Michael.thank you for your excellent and insightful two-part interview. I certainly agree with many of your observations. One matter of historical record--There were a number of small progressive foundations, such as Norman, Taconic, Field, Stern, New World, and others that did extend valuable support at key junctures to the US civil rights movement and related efforts.. They were not "heavy-handed" in their support. Much of that support was unrestricted. While the size of the grants never approximated what their larger foundation cousins could provide, I would venture to assert that the grant recipients found these grant dollars valuable. For example, when I worked at the American Freedom from Hunger Foundation in the late 1960's and early 1970's, the foundation was a substantial supporter of Freedom Farm Coop in Ruleville, Mississippi (Sunflower County). Its founder and director was the famed civil rights leader-Fanny Lou Hamer. Fanny's parents were share-croppers. She was the youngest of 10+ children. The Foundation's support helped her maintain an income and further her civil rights work.

Posted by Mike Edwards  |   December 23, 2011 at 06:00 PM

Thanks Michael. You're right that foundations like those helped out, and I'm sure their support, small as it was, was appreciated, but I wouldn't want to overestimate their contribution overall. As is clear from histories of the period the Civil Rights movement was overwhelmingly financed from within, including large contributions from individuals like Harry Belafonte who mobilized resources quickly when they were really needed.
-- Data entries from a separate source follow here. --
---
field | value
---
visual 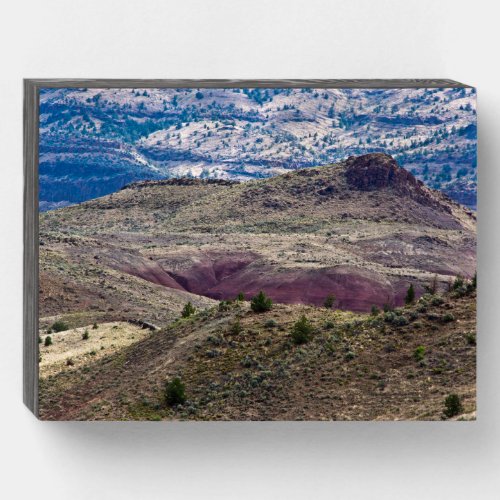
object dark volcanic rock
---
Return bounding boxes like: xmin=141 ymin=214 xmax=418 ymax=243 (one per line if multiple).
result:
xmin=345 ymin=153 xmax=422 ymax=194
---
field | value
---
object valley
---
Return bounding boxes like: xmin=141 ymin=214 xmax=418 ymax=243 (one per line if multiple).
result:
xmin=40 ymin=153 xmax=476 ymax=420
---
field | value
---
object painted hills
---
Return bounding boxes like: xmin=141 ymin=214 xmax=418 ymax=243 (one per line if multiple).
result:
xmin=40 ymin=154 xmax=476 ymax=322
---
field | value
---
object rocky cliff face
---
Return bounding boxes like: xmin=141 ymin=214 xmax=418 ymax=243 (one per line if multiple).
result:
xmin=40 ymin=89 xmax=476 ymax=208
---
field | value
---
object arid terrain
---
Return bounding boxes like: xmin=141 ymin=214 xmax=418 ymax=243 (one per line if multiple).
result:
xmin=40 ymin=153 xmax=476 ymax=420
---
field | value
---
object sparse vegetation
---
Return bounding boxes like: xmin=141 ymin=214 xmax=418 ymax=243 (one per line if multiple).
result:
xmin=230 ymin=318 xmax=243 ymax=335
xmin=405 ymin=283 xmax=415 ymax=305
xmin=51 ymin=320 xmax=69 ymax=333
xmin=413 ymin=345 xmax=425 ymax=362
xmin=443 ymin=394 xmax=463 ymax=418
xmin=250 ymin=291 xmax=273 ymax=313
xmin=291 ymin=316 xmax=314 ymax=345
xmin=165 ymin=377 xmax=186 ymax=406
xmin=181 ymin=302 xmax=196 ymax=318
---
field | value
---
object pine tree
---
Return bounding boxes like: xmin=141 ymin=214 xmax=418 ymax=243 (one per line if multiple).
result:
xmin=250 ymin=290 xmax=273 ymax=312
xmin=292 ymin=316 xmax=314 ymax=345
xmin=182 ymin=302 xmax=196 ymax=318
xmin=405 ymin=283 xmax=415 ymax=304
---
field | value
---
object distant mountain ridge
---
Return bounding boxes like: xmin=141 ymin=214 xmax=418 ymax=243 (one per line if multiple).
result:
xmin=39 ymin=89 xmax=477 ymax=209
xmin=40 ymin=153 xmax=476 ymax=314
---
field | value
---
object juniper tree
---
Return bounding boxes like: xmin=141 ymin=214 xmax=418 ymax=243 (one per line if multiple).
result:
xmin=181 ymin=302 xmax=196 ymax=318
xmin=405 ymin=283 xmax=415 ymax=304
xmin=250 ymin=290 xmax=273 ymax=312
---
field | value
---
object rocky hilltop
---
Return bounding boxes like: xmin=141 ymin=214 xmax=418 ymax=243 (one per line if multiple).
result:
xmin=40 ymin=153 xmax=476 ymax=322
xmin=39 ymin=89 xmax=476 ymax=210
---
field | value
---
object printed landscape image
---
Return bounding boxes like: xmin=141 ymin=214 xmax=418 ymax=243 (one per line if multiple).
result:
xmin=39 ymin=88 xmax=477 ymax=420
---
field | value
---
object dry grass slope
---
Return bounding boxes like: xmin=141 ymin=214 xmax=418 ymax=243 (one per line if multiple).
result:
xmin=41 ymin=292 xmax=476 ymax=420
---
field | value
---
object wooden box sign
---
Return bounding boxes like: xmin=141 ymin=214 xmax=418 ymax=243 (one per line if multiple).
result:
xmin=24 ymin=80 xmax=477 ymax=420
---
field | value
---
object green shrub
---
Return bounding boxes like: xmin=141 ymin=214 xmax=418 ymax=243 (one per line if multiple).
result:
xmin=165 ymin=377 xmax=186 ymax=406
xmin=384 ymin=311 xmax=409 ymax=326
xmin=292 ymin=316 xmax=314 ymax=345
xmin=323 ymin=294 xmax=335 ymax=309
xmin=250 ymin=290 xmax=273 ymax=312
xmin=51 ymin=320 xmax=69 ymax=333
xmin=405 ymin=283 xmax=415 ymax=305
xmin=181 ymin=302 xmax=196 ymax=318
xmin=443 ymin=394 xmax=463 ymax=418
xmin=413 ymin=345 xmax=425 ymax=362
xmin=217 ymin=300 xmax=231 ymax=312
xmin=441 ymin=313 xmax=455 ymax=323
xmin=451 ymin=276 xmax=465 ymax=290
xmin=431 ymin=295 xmax=444 ymax=306
xmin=229 ymin=319 xmax=243 ymax=335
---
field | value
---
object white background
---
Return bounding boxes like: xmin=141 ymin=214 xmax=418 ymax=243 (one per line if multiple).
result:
xmin=0 ymin=0 xmax=500 ymax=500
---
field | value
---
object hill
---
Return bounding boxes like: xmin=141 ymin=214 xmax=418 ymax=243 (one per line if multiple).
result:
xmin=40 ymin=154 xmax=476 ymax=316
xmin=40 ymin=288 xmax=476 ymax=420
xmin=39 ymin=88 xmax=477 ymax=210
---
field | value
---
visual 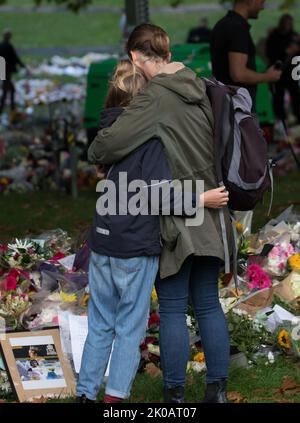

Whether more foundation funding would have made a difference is an interesting question; how foundations can support social movements today an even better one. In that respect I think the points you make about small, unrestricted grants to individuals and training/organizing centers and "not being heavy-handed" are very important. Unfortunately I don't see many foundations following that advice. Thanks again for commenting.